I came across this link on the New York Times website that talks about how the current New York City subway map was designed. I found it to be fascinating. It was a neat article about how the design came about, and how thinking out-of-the-box resulted in ideas that made it better.
Out of curiosity, I looked for previous iterations of the NY subway map before it was overhauled starting in 1979. I came across this map from 1978 on NYCSubway.org. Although I don’t actually live in NYC, I know it well enough to be able to get around and survive. I don’t know about you, but if I tried to use this map to get around New York City, I’d probably be totally lost. I only vaguely remember how rough NYC subways were at that time (for some people, that bad reputation endures to this day), but it wouldn’t have surprised me if this map contributed to subway rider angst.
A number of things struck me as I went through the Times‘ interactive article.
- Designing out of the box: Some of the design techniques included, among other things, designing lines by riding the subway with eyes closed and sketching how they “felt,” eschewing “straight-line maps” used by many other subway maps to reduce confusion, and combining parallel routes into trunk lines.
I think it goes to show how much can be accomplished with unconventional thinking.
Much of this out-of-the-box thinking emphasizes a concept that I espouse as a technical communicator, which is…
- Less is more: As I’ve said time and again, reading is work. If a document needs to be understood within seconds, and it takes more than a few seconds to comprehend a document, it has failed. Innovations, such as the aforementioned trunk lines, strategically using varying colors and fonts, and eliminating superfluous landmarks, contributed to making the map easier to follow.

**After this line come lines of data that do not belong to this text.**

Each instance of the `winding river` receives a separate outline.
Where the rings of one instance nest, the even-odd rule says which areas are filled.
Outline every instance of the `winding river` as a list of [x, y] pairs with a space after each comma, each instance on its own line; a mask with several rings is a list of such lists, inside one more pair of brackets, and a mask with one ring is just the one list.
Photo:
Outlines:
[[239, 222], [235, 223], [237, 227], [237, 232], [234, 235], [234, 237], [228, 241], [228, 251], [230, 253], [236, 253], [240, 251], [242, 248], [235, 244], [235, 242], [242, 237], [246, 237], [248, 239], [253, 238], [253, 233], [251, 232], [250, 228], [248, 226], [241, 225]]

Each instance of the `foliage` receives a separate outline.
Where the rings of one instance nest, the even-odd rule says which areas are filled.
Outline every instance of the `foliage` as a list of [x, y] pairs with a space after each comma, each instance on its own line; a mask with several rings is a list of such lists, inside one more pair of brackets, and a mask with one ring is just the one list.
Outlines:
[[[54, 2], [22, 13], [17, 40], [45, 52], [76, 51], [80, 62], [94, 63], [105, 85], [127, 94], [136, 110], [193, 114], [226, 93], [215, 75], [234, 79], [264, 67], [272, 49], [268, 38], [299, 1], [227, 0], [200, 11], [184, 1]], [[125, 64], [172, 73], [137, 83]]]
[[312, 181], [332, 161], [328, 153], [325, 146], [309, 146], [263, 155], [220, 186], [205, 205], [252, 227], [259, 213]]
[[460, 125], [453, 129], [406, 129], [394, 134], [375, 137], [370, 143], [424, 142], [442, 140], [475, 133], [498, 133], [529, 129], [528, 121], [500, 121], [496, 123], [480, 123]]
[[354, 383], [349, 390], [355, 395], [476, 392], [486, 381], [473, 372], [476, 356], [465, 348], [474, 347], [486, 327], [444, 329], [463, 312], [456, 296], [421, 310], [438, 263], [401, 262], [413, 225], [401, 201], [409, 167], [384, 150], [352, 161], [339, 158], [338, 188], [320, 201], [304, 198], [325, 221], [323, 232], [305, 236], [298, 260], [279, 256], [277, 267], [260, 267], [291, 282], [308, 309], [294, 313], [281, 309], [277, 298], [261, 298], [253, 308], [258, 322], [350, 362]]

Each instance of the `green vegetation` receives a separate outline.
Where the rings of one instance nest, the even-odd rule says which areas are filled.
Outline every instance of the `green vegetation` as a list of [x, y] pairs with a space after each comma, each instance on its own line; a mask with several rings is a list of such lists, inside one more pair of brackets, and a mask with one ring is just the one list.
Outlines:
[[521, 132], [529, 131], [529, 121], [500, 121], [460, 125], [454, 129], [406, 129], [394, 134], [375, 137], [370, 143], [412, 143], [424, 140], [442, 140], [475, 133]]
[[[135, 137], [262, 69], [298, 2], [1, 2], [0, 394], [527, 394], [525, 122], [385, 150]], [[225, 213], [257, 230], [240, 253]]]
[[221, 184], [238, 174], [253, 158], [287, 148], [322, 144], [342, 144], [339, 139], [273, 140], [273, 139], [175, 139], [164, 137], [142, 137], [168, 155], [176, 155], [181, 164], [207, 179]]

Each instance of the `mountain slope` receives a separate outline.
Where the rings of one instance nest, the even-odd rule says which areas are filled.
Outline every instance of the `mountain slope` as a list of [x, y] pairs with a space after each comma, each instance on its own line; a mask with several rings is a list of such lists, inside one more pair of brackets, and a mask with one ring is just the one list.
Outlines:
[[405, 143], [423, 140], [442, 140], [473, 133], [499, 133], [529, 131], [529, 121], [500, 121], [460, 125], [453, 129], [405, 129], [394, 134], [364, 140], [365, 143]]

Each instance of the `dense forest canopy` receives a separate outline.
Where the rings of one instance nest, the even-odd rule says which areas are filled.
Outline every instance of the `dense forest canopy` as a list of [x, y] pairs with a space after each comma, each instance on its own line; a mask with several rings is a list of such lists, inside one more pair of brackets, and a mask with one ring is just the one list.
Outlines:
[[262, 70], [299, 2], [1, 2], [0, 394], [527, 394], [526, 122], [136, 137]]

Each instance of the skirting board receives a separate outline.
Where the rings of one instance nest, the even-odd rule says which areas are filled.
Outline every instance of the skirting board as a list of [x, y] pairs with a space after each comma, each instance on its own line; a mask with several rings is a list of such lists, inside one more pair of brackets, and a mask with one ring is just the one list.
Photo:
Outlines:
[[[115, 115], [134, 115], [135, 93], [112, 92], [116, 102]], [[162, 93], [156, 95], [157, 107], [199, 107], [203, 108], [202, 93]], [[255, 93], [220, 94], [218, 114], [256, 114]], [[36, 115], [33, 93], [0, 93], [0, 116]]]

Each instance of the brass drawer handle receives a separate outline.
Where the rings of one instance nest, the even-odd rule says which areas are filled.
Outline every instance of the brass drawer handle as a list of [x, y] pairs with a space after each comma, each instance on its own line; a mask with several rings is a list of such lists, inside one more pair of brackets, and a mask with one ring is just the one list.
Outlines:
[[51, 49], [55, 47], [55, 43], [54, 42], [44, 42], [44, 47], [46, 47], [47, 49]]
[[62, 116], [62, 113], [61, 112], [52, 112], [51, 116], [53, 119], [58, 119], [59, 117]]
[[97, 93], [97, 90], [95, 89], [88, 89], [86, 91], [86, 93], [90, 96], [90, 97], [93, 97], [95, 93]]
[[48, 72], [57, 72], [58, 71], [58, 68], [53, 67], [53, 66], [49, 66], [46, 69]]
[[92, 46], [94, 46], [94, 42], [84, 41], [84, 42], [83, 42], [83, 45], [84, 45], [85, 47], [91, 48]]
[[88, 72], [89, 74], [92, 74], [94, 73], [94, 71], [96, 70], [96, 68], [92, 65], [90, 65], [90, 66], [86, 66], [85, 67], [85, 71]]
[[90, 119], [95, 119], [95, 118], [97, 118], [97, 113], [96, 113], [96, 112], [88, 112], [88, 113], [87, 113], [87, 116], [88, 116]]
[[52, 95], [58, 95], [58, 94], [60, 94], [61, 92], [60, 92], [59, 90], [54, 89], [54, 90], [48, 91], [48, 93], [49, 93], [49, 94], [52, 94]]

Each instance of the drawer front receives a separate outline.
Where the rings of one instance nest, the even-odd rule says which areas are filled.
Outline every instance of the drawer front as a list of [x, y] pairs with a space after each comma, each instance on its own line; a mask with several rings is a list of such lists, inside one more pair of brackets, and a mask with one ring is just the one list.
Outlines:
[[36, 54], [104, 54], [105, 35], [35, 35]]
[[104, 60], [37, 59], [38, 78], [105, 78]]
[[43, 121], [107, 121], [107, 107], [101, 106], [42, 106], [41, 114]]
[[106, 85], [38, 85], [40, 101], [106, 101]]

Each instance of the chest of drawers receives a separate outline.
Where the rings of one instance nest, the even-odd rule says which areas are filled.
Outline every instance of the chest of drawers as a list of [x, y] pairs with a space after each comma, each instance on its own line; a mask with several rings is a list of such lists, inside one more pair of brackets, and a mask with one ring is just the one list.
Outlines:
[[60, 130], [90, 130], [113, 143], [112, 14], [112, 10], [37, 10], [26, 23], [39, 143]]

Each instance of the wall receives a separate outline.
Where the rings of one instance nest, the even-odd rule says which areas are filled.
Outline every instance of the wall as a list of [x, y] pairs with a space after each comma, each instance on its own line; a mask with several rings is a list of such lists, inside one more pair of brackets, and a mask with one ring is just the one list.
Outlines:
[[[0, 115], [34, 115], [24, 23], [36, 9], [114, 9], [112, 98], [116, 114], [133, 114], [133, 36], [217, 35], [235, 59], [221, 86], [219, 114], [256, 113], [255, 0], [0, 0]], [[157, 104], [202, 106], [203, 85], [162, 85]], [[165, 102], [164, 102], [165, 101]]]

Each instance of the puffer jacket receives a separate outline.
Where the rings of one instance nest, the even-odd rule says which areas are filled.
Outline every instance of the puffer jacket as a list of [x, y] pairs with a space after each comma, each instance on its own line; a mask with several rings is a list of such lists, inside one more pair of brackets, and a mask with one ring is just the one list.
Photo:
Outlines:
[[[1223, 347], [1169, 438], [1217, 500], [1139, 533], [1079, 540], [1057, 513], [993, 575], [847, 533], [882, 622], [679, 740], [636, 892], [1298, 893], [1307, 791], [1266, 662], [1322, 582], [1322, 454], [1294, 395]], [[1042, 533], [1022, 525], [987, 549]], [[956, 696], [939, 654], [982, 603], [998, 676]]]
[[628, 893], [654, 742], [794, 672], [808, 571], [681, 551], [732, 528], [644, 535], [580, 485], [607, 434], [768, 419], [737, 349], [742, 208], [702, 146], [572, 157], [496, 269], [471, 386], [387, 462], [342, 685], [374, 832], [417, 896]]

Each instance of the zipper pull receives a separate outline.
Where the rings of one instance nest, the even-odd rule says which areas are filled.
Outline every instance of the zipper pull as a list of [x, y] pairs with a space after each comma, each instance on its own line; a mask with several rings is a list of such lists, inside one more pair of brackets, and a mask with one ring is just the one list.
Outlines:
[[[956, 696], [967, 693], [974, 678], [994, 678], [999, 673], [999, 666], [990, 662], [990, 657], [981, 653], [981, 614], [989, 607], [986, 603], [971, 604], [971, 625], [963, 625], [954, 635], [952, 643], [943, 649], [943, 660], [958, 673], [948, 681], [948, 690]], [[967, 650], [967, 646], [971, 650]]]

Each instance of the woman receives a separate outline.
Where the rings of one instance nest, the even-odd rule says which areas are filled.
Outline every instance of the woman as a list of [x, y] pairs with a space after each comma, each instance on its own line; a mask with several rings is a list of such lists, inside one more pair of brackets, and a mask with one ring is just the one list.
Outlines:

- Documenting history: I also found the interactive article to be a neat history lesson about the NY transit system, map design, and New York history in general.
Any time that I take a trip down to the City, I take the NYC subway map for granted. I now have a greater appreciation of it, and I’ll probably be thinking about it the next time I hop a NYC subway.
And for those of you who are planning a trip to New York City, hopefully, this makes your planning somewhat easier!